Hereinafter, an analyzer according to an embodiment of the present invention will be specifically described with reference to the drawings. In the present embodiment, a case where a blood coagulation analyzer is used as the analyzer 1 will be described.
(Embodiment 1)
FIG. 1 is a schematic diagram showing a configuration of an analyzer 1 according to Embodiment 1 of the present invention. As shown in FIG. 1, the analyzer 1 is mainly configured by a measurement unit 2, a transport unit 3, and a data processing unit 4. The transport unit 3 is disposed in front of the measurement unit 2 and is configured to automatically supply a sample (plasma or serum) to the measurement unit 2. The measurement unit 2 uses the biological activity method, the synthetic substrate method, or the immunoturbidimetric method for the sample supplied from the transport unit 3 in this manner to determine the coagulation / fibrinolysis factor component contained in the sample. It is possible to analyze. The measurement unit 2 is connected to the data processing unit 4 via a LAN cable, and can transmit the analysis result to the data processing unit 4.
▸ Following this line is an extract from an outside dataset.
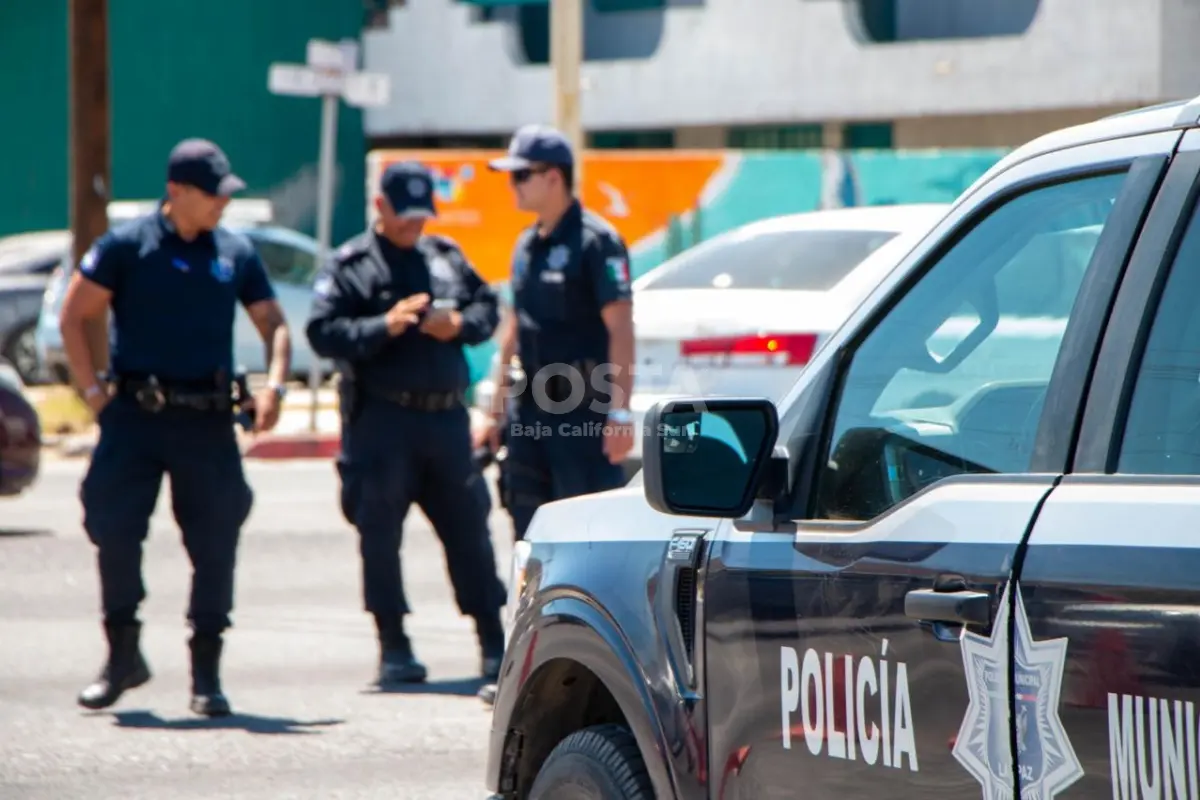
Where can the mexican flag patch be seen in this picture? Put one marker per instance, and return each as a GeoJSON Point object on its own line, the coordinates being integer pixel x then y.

  FIG. 2 is a plan view showing configurations of the measurement unit 2 and the conveyance unit 3. As shown in FIG. 2, the transport unit 3 includes a transport path 3 </ b> A for transporting a sample rack 6 in which a plurality of (for example, ten) sample containers 5 in which samples are stored. An intermediate portion of the transport path 3A is a sample supply position 7. The sample rack 6 supplied from the outside is transported along the transport path 3 </ b> A and reaches the sample supply position 7. Then, the measurement unit 2 sucks the sample from the sample container 5 of the sample rack 6 that has reached the sample supply position 7, and performs measurement on the sample.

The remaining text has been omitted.